Bayesian Aggregators - Part 2
Jim O'Halloran • May 28, 2003
my-blog-bloggingA couple of days ago, I blogged some thoughts for an aggregator using Bayesian filtering . Since Jeremy pointed to it on his Blog, its received quite a bit of attention.
Scott Johnson (of Feedster notes that there are Bayesian libraries for Perl, which is great news because Perl would probably have been my language of choice. He also asked if there was anyhting Feedster needed to facilitate this. Kenneth asks in a comment on my original post about how you'd go about finding new content for the aggregator. These questions are sort of related, so I'll try and address them both in one hit...

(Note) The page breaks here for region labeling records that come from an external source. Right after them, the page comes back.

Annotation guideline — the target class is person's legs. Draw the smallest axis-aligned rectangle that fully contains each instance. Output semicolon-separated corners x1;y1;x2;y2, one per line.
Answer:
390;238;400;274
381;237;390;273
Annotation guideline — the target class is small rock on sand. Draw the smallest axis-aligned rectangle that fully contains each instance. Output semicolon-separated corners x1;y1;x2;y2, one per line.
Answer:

Once the Bayesian process is sufficiently trained, certain tokens (key words, sequences of words) become strong indicators of content I'm interested in (eg. "v8 supercars" or "linux" would probably be couple of mine). I was envisaging that once the aggregator was trained, along with pulling feeds I've subscribed to off the web, it could query feedster with the "interested" in these keywords.
I guess the beauty of it from your point of view is that I don't think there's anything we really need from the Feedster end... Because we're already set up to parse and display RSS, pulling feedster results in RSS would be the logical thing to do, and Feedster already allows me to do this. The only thing that might be useful is if the Feedster results RSS had a reference to the source RSS feed for each article (that way the aggregator can start polling the source feed if it proves interesting rather than hitting Feedster all the time). Unfortunately, I can't check whether that already exists or not at the moment. I reckon the feedster side of things is pretty well set up for what we'd need.
Kenneth's idea of using the blogroll on the blogs we're currently subscribed to would work quite well also.
Emanuel notes that he uses Mozilla to read his blogs via NNTP, and thinks the spam filtering in Moz (which uses Bayesian techniques) should do the job for him. Sounds reasonable to me.